Wednesday, January 7, 2009

Ocotal

In addition to the English classes and business development initiatives Geneseo is working on in El Sauce, the College is working with the mayor, residents, organic farmers, craftspeople and others in the region to develop tourism.
Other remote communities have been successful and so can El Sauce, says Kellan and Yacarely.
People from those communities say El Sauce has more to offer in fact — the Los Peroles river we swam in last Sunday, a train line that is now a trail running north to south on the edge of town and the mountain communities of Ocotal.
Kellan and Yacarely are spearheading the campaign and have the support of all the leaders and community members.
Yacarely recently won a Millennium Challenge Corporation grant for $10,000 in supplies for Geneseo's business development plan. It is all happening in collaboration with the leaders in Ocotal; the entire community really.
Kellan and Yacarely are helping organize the first tours of Ocotal. The first tour is Friday, for a group of about six people from the Ciudad Hermana organization in Rochester, N.Y. including Tim McMahon. We just ran into them in a cafe.
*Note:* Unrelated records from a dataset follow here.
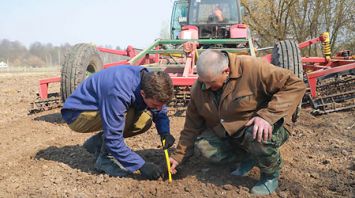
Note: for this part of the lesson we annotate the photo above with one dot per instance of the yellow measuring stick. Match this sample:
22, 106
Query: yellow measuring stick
167, 161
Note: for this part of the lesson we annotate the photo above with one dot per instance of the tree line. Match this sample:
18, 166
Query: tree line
275, 20
15, 54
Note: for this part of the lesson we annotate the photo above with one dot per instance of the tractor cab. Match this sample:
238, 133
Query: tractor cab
208, 18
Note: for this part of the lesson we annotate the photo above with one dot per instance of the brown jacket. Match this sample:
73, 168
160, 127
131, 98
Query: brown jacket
255, 88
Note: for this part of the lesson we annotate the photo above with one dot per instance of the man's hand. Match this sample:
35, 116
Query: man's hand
262, 129
174, 164
169, 140
150, 171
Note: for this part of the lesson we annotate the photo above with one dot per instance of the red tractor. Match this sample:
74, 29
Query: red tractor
197, 25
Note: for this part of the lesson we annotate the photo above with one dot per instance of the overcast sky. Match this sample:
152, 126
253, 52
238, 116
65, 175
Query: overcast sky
102, 22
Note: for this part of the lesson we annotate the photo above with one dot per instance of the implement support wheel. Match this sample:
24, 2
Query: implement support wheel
286, 54
82, 61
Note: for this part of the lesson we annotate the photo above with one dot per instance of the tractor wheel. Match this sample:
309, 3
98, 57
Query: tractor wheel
286, 54
82, 61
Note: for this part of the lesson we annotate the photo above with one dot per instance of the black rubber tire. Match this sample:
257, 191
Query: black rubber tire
83, 59
286, 54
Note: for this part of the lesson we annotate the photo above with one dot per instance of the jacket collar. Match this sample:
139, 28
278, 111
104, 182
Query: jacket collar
234, 65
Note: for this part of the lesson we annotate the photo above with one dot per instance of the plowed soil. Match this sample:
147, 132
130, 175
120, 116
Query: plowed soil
41, 157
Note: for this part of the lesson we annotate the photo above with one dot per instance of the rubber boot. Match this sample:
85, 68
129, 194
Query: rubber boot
93, 144
244, 168
267, 184
105, 162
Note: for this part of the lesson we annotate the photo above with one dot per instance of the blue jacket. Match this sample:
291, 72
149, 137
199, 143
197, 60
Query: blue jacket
112, 92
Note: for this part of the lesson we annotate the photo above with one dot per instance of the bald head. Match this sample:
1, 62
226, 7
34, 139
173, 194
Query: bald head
211, 63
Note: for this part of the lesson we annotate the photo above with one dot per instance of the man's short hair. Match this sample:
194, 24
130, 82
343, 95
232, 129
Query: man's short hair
211, 62
157, 85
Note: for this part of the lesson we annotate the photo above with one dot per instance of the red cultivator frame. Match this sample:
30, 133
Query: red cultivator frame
330, 79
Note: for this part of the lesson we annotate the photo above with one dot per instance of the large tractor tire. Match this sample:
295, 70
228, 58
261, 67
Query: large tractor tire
286, 54
82, 61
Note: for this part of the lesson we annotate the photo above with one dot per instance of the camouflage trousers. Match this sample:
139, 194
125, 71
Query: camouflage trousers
242, 147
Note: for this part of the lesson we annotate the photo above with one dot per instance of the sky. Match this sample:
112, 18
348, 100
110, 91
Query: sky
102, 22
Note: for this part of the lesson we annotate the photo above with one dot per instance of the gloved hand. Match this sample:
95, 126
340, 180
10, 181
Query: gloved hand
150, 171
169, 140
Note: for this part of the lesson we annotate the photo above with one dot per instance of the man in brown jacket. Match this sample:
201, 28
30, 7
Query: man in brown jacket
238, 110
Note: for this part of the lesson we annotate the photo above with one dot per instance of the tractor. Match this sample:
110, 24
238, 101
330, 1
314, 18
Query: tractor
197, 25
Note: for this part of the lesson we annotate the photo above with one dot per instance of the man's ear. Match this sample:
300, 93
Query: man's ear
226, 71
142, 94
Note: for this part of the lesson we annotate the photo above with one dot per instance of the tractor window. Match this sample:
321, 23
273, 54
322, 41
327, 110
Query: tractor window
213, 11
178, 18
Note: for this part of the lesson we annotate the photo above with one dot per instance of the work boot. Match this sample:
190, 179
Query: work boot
267, 184
244, 168
107, 163
93, 144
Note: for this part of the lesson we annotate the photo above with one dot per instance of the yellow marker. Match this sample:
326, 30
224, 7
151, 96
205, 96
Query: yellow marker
167, 161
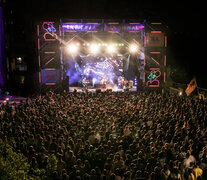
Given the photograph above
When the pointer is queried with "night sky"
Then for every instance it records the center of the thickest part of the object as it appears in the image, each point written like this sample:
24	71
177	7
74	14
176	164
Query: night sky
186	21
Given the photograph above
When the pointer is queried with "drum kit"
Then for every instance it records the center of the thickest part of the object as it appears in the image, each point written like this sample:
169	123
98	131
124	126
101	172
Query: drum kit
125	84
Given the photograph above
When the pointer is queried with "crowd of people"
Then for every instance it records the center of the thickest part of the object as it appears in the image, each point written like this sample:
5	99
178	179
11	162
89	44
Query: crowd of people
111	135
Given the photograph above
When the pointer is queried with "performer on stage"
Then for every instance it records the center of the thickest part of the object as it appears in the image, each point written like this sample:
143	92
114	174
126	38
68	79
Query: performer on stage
103	82
84	83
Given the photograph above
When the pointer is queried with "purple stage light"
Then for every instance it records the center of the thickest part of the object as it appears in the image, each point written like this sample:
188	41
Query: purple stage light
79	27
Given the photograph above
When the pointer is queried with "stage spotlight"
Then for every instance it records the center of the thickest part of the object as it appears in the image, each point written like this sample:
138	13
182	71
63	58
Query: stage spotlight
133	48
71	48
94	48
111	48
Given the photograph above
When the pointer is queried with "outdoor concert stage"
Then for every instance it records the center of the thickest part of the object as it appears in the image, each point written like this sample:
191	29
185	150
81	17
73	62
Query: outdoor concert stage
80	89
101	52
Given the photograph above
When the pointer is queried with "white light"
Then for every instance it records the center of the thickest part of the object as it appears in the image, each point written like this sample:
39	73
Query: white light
111	48
133	48
94	48
72	48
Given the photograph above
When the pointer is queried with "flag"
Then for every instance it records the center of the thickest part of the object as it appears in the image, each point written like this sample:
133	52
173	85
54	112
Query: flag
191	86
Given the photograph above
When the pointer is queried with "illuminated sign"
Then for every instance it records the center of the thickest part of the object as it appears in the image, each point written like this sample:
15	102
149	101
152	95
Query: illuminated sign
153	77
49	27
112	27
79	27
134	27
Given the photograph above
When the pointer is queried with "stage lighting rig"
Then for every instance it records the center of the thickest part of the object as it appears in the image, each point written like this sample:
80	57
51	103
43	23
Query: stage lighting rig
133	48
94	48
111	48
72	48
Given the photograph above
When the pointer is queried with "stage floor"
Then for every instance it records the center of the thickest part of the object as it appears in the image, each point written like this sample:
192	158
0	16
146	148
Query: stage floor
81	89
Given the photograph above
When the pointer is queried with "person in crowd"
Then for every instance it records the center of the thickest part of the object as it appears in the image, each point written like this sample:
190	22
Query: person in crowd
111	135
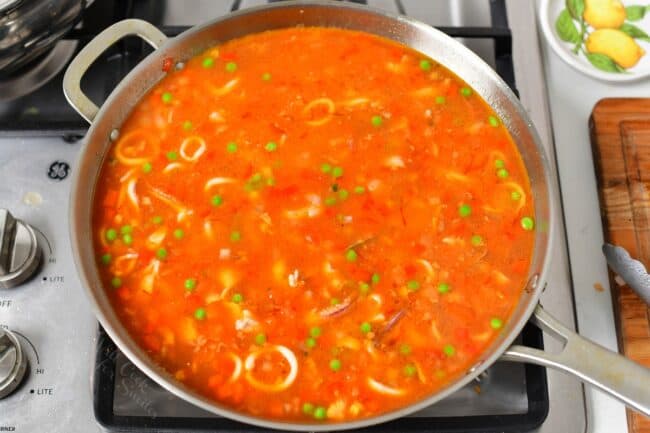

They are in the city one hour now.
Tim is one of the Geneseo residents who helped start the El Sauce relationship with Geneseo.
On Friday the Rochester group will go to Ocotal and tour an organic coffee plantation, ride horseback through the mountains and have lunch with a family.
I will go there Monday with Kellan and Yacarely and Irene, of the Peace Corps, and a brigade of leaders from El Sauce, including the mayor. They will meet with the coffee cooperative and decide who to add to the tourism initiative. On Wednesday, we will climb the 1,900 meters again to meet with the women who make pine-needle baskets and spend the day interviewing Ocotal residents.
In the future, they will build small bungalows for tourists to stay in and a tourism center where baskets and other handmade goods will be sold to help sustain the economy there — all on land generously donated by a resident.
It's a very poor area and people don't have much. In the beginning, tourists will stay with host families, much like we are in El Sauce. That way they also get to experience a typical Nicaraguan day with, I am told, amazing sunsets and a view from on high on top of the mountain.